While an implant alone may be an option for a woman with small breasts and sufficient chest tissue, most implants will require tissue expansion to prepare the site for an implant. In this procedure, an expander is placed under the skin at the site of the breast to be reconstructed. The expander is then slowly enlarged with injections over a period of several months to stretch the skin and surrounding tissues to create a pocket for the implant. The expander is later removed and replaced with a non-expanding implant.
Following breast reconstruction surgery, an elastic bandage or a surgical bra will minimize swelling and provide support. As healing progresses, the swelling will diminish and the breast’s shape and position will improve. While these procedures creates the shape of a breast, it’s important for patients to understand that the reconstructed breast will not have the same sensation of a natural breast, though it may become more sensitive to touch over time.

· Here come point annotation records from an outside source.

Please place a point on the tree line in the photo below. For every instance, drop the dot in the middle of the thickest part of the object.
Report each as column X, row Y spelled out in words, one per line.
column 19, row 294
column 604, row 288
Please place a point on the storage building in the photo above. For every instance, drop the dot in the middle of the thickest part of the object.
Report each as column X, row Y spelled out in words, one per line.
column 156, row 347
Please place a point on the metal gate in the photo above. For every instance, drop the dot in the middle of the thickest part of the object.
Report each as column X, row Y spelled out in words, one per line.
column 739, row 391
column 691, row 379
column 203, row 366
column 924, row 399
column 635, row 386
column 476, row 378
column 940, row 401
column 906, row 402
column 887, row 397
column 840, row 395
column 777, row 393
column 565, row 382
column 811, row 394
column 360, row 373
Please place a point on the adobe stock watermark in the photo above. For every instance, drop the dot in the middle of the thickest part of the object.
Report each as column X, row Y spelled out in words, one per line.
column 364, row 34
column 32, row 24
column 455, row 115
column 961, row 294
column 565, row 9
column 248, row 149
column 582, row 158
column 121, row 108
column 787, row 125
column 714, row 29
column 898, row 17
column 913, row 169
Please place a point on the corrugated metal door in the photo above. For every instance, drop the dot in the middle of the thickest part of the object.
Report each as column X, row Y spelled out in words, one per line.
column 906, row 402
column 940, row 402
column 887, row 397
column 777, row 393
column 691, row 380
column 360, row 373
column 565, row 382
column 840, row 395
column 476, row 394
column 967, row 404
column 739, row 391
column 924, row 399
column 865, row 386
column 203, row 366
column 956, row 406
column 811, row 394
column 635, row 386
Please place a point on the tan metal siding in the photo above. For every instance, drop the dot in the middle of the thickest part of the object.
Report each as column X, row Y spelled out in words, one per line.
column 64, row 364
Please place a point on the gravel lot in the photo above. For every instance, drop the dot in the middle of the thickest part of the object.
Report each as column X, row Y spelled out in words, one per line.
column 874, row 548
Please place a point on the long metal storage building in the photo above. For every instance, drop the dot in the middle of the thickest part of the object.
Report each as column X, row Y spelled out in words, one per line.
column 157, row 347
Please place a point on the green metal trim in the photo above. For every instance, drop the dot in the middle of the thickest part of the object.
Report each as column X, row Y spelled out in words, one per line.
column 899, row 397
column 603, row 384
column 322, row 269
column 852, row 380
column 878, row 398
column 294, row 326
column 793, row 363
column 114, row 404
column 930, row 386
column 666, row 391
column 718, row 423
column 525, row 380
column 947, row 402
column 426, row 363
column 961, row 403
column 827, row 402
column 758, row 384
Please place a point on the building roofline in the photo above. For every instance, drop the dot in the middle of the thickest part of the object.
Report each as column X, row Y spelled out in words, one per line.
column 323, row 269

Patients also have options for recreating the appearance of an areola and nipple.
Reconstruction can also restore a more natural appearance to a breast that has undergone a lumpectomy. Because there are so many variables, reconstruction after lumpectomy may involve filling the affected area with donor tissue or a more extensive procedure such as those described above. In patients who have had a lumpectomy or mastectomy on a single breast, surgery on the natural breast may be a desirable option to provide a symmetrical appearance.